Dusenbery also treats some of the psychological history, starting (no surprise!) with Freud, and the range of ways medicine can dismiss [mostly] women’s symptoms:

It’s not surprising that it’s women who especially find their symptoms dismissed in this way since the typical patient with psychogenic symptoms has always been a woman. In the ’80s, researchers offered a mnemonic aid for remembering the main symptoms of somatization disorder: “Somatization Disorder Besets Ladies and Vexes Physicians.” These days, studies have estimated that up to a third of patients in primary care, and up to two-thirds of those in specialty clinics, have “medically unexplained symptoms.” And about 70 percent of them are women.

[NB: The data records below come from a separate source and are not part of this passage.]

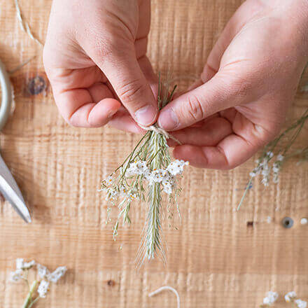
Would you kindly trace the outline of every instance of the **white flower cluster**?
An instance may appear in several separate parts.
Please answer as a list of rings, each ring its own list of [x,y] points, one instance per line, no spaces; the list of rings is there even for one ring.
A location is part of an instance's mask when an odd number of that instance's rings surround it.
[[[276,161],[273,164],[273,181],[274,183],[278,183],[280,169],[281,168],[281,164],[284,159],[284,157],[281,154],[279,154],[276,159]]]
[[[18,258],[16,259],[16,270],[10,273],[10,280],[18,281],[20,279],[24,279],[24,271],[31,269],[34,265],[36,265],[37,274],[42,279],[38,285],[37,291],[41,298],[46,298],[50,282],[57,282],[64,275],[67,268],[65,266],[60,266],[50,273],[46,266],[36,263],[34,260],[30,262],[24,262],[24,259]]]
[[[292,302],[296,298],[296,293],[294,291],[288,292],[284,295],[284,300],[286,302]]]
[[[263,304],[265,306],[272,306],[278,298],[278,293],[276,292],[267,292],[267,296],[263,298]]]
[[[254,178],[257,175],[261,174],[262,176],[262,183],[265,186],[268,186],[269,185],[271,167],[269,166],[268,163],[273,156],[274,153],[272,151],[269,151],[265,154],[262,160],[257,160],[255,161],[258,164],[257,167],[249,174],[251,178]],[[284,157],[279,154],[277,156],[277,160],[275,162],[276,164],[273,165],[273,168],[274,167],[274,171],[273,169],[274,181],[278,178],[278,173],[280,170],[280,165],[281,164],[283,160]]]
[[[302,300],[296,300],[296,293],[294,291],[291,291],[284,295],[284,299],[286,302],[294,302],[298,308],[307,308],[307,302]]]
[[[171,162],[165,169],[150,170],[146,161],[139,160],[131,162],[126,170],[126,173],[129,176],[142,175],[149,183],[161,183],[163,191],[168,195],[171,195],[176,187],[175,176],[182,174],[184,167],[188,164],[189,164],[188,162],[176,160]],[[121,170],[122,172],[123,172],[122,169]],[[103,183],[106,187],[105,189],[107,191],[106,200],[115,200],[119,196],[128,197],[131,200],[138,198],[136,192],[132,192],[125,187],[121,186],[118,189],[110,187],[113,182],[114,178],[111,176],[103,181]]]
[[[40,282],[38,288],[37,288],[37,293],[40,295],[40,298],[45,298],[46,297],[50,284],[50,283],[46,280],[42,280]]]

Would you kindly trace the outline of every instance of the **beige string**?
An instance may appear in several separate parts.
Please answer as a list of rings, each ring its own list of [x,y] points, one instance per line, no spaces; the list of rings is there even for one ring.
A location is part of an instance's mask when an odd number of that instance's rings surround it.
[[[171,286],[162,286],[160,288],[158,288],[156,290],[155,290],[153,292],[151,292],[148,295],[148,297],[151,298],[152,296],[156,295],[157,294],[160,293],[160,292],[164,291],[165,290],[170,290],[170,291],[173,292],[176,295],[176,302],[177,302],[176,307],[177,308],[181,308],[180,295],[178,295],[178,291],[175,288],[172,288]]]
[[[30,37],[31,39],[35,41],[38,44],[41,45],[41,46],[43,46],[42,43],[33,35],[33,33],[31,31],[30,26],[29,25],[29,24],[24,20],[22,12],[20,10],[20,5],[18,4],[18,0],[15,0],[14,2],[15,2],[15,7],[16,8],[16,15],[19,21],[20,28],[22,29],[22,31],[24,31],[28,34],[28,36]]]
[[[140,127],[141,127],[144,130],[150,131],[150,132],[156,132],[158,134],[161,134],[164,135],[166,137],[167,139],[174,140],[174,141],[176,141],[180,146],[182,144],[178,139],[177,139],[175,136],[172,136],[172,134],[168,134],[168,132],[167,132],[162,128],[158,127],[155,125],[150,125],[150,126],[148,126],[148,127],[144,126],[144,125],[141,125],[140,124],[139,124],[139,125],[140,126]]]

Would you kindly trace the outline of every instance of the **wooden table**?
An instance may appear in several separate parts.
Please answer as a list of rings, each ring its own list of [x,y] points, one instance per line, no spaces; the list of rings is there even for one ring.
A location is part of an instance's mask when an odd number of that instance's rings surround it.
[[[20,2],[34,34],[44,41],[51,1]],[[240,2],[153,1],[148,55],[155,70],[163,75],[172,71],[180,85],[187,86],[190,80],[182,77],[200,74]],[[120,228],[113,241],[111,225],[104,223],[106,204],[97,189],[138,136],[64,122],[44,73],[41,48],[20,30],[13,0],[0,0],[0,42],[8,70],[37,55],[11,76],[16,106],[1,135],[4,158],[33,216],[27,225],[1,202],[1,307],[21,307],[26,288],[8,281],[18,257],[69,269],[38,307],[175,307],[172,293],[148,298],[166,284],[177,289],[183,307],[257,307],[270,290],[281,295],[295,290],[308,300],[308,226],[300,224],[308,216],[307,164],[288,163],[280,183],[267,189],[255,181],[239,212],[234,209],[253,160],[230,172],[190,167],[182,181],[182,224],[178,230],[164,227],[167,264],[156,260],[137,272],[134,260],[144,206],[134,206],[133,225]],[[307,99],[298,94],[289,121],[300,115]],[[297,146],[307,144],[307,136],[306,129]],[[294,220],[292,228],[282,227],[285,216]],[[281,298],[277,307],[284,304]]]

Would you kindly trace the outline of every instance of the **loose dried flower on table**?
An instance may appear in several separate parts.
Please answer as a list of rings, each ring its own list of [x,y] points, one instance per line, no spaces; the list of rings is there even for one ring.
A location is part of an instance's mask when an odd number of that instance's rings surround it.
[[[273,182],[278,183],[280,172],[287,160],[298,156],[300,158],[300,162],[308,161],[308,144],[302,149],[290,151],[307,120],[308,109],[304,111],[304,114],[298,120],[265,147],[262,154],[255,161],[256,167],[249,174],[250,180],[238,205],[238,210],[243,203],[248,190],[251,188],[252,182],[255,176],[259,174],[262,176],[261,182],[265,186],[269,186],[271,176],[272,176]],[[279,145],[283,140],[286,140],[286,145],[281,148],[279,147]],[[274,159],[274,162],[271,166],[270,162]]]
[[[28,279],[29,271],[35,267],[37,279],[30,284]],[[28,294],[24,301],[22,308],[31,308],[40,298],[45,298],[50,282],[57,283],[64,275],[66,270],[65,266],[60,266],[54,272],[50,272],[46,266],[37,263],[34,260],[24,262],[24,259],[16,259],[16,270],[10,273],[10,280],[14,282],[23,280],[28,287]]]
[[[166,91],[162,94],[160,80],[158,97],[160,109],[172,100],[175,89],[176,87],[171,94]],[[175,204],[178,212],[176,199],[181,188],[178,187],[177,176],[181,175],[184,167],[188,164],[188,162],[183,160],[172,162],[167,143],[167,139],[172,138],[172,136],[156,125],[147,130],[124,162],[102,182],[101,189],[106,192],[106,199],[111,204],[108,209],[108,220],[110,220],[110,211],[113,206],[117,205],[119,209],[113,227],[114,239],[118,234],[120,219],[123,224],[132,223],[130,210],[132,202],[146,202],[148,213],[144,234],[137,256],[140,263],[145,259],[153,259],[158,252],[162,253],[164,259],[161,244],[162,211],[167,209],[171,216],[170,206]],[[169,198],[167,209],[162,206],[163,194]]]

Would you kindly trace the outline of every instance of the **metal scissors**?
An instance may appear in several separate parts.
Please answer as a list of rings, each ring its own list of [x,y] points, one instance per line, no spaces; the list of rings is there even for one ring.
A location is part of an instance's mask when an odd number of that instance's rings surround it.
[[[1,104],[0,106],[0,131],[8,120],[12,106],[12,87],[4,64],[0,60],[0,85]],[[24,197],[12,174],[0,155],[0,192],[13,206],[19,216],[31,223],[31,216]]]

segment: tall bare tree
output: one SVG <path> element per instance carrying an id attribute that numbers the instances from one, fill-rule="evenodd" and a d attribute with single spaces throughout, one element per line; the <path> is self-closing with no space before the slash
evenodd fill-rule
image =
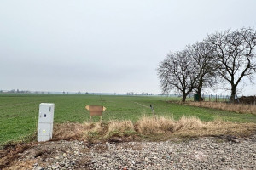
<path id="1" fill-rule="evenodd" d="M 163 93 L 172 89 L 183 94 L 182 101 L 192 92 L 196 82 L 195 65 L 187 50 L 168 54 L 158 67 Z"/>
<path id="2" fill-rule="evenodd" d="M 199 100 L 202 101 L 202 88 L 212 88 L 217 82 L 216 67 L 213 65 L 214 60 L 211 55 L 212 50 L 209 44 L 205 42 L 188 46 L 187 49 L 196 65 L 195 74 L 197 74 L 197 79 L 195 84 L 195 90 L 199 94 Z"/>
<path id="3" fill-rule="evenodd" d="M 207 42 L 214 53 L 218 75 L 230 85 L 230 101 L 234 102 L 238 84 L 256 71 L 256 31 L 242 28 L 234 31 L 225 31 L 209 35 Z"/>

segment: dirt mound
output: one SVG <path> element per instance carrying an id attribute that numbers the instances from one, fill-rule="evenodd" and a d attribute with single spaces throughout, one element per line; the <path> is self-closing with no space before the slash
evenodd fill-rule
<path id="1" fill-rule="evenodd" d="M 238 99 L 239 103 L 242 104 L 256 104 L 256 96 L 242 96 Z"/>

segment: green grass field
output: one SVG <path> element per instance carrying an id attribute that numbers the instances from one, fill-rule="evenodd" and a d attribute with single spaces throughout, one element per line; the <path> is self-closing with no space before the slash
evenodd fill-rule
<path id="1" fill-rule="evenodd" d="M 219 110 L 198 108 L 167 103 L 177 99 L 143 96 L 100 96 L 74 94 L 0 94 L 0 145 L 9 140 L 17 140 L 36 131 L 40 103 L 55 103 L 55 122 L 83 122 L 90 119 L 84 109 L 87 105 L 102 105 L 107 107 L 103 121 L 112 119 L 138 120 L 143 115 L 152 115 L 149 105 L 154 106 L 157 116 L 195 116 L 202 121 L 215 118 L 236 122 L 255 122 L 256 116 L 237 114 Z M 145 105 L 143 106 L 142 105 Z M 148 107 L 147 107 L 148 106 Z M 95 122 L 99 117 L 93 117 Z"/>

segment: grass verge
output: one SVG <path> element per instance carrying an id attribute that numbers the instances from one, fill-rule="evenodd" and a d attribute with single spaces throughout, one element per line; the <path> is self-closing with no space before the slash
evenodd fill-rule
<path id="1" fill-rule="evenodd" d="M 137 122 L 110 121 L 108 122 L 66 122 L 55 127 L 54 140 L 106 140 L 113 137 L 160 140 L 172 137 L 201 137 L 217 135 L 249 136 L 255 132 L 255 123 L 235 123 L 222 120 L 202 122 L 195 116 L 143 116 Z M 162 137 L 162 138 L 161 138 Z M 131 138 L 132 139 L 132 138 Z M 134 138 L 133 138 L 134 139 Z"/>
<path id="2" fill-rule="evenodd" d="M 204 108 L 219 109 L 236 113 L 250 113 L 256 115 L 256 105 L 247 104 L 231 104 L 221 102 L 186 102 L 185 104 Z"/>

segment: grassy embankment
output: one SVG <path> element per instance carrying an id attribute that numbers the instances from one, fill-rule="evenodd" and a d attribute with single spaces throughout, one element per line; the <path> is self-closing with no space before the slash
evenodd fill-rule
<path id="1" fill-rule="evenodd" d="M 148 107 L 150 104 L 154 105 L 157 116 L 168 116 L 175 121 L 183 116 L 194 116 L 203 122 L 218 119 L 232 122 L 256 122 L 256 116 L 252 114 L 238 114 L 166 102 L 176 99 L 177 99 L 142 96 L 0 94 L 0 145 L 7 141 L 22 139 L 22 137 L 36 131 L 38 105 L 43 102 L 55 104 L 55 124 L 87 122 L 90 116 L 84 106 L 102 105 L 107 107 L 102 116 L 103 122 L 108 124 L 111 120 L 130 120 L 137 127 L 137 122 L 143 116 L 152 115 Z M 98 122 L 99 117 L 94 117 L 93 120 L 95 122 Z"/>

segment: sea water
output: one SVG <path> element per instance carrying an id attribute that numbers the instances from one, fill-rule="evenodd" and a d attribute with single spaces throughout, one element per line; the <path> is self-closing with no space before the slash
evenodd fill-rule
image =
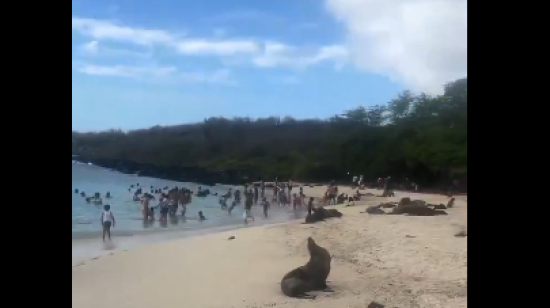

This needs additional text telling us what percentage of these women are black, or Latina. Substantial research (such as this) shows that skin color’s effect on symptom dismissal is intense and shameful. Women of color don’t only face far more roadblocks than white women in being taken seriously; they also face higher instances of some serious auto-immune diseases. In particular, systemic lupus erythematosis is known to affect black women at two to three times the rate it affects white women (and this number only takes diagnosed cases into account). However, Dusenbery’s index entries on lupus do not mention racial bias.

Trans people, by the way, merit four brief index entries, which seem to reflect no in-depth analysis whatsoever.

Judging from the quality of the Huffington Post excerpt, and Dusenbery’s well-deserved reputation, the book is probably full of excellent information, well-presented, and worth knowing. But unless everything I can determine from the excerpt, the table of contents, the reviews published on the book’s cover, and the index is all misleading me, and substantial treatment of intersectional issues is somehow present despite all the indications, Doing Harm is ultimately too flawed by privilege and bias. Anyone up for writing the book we need?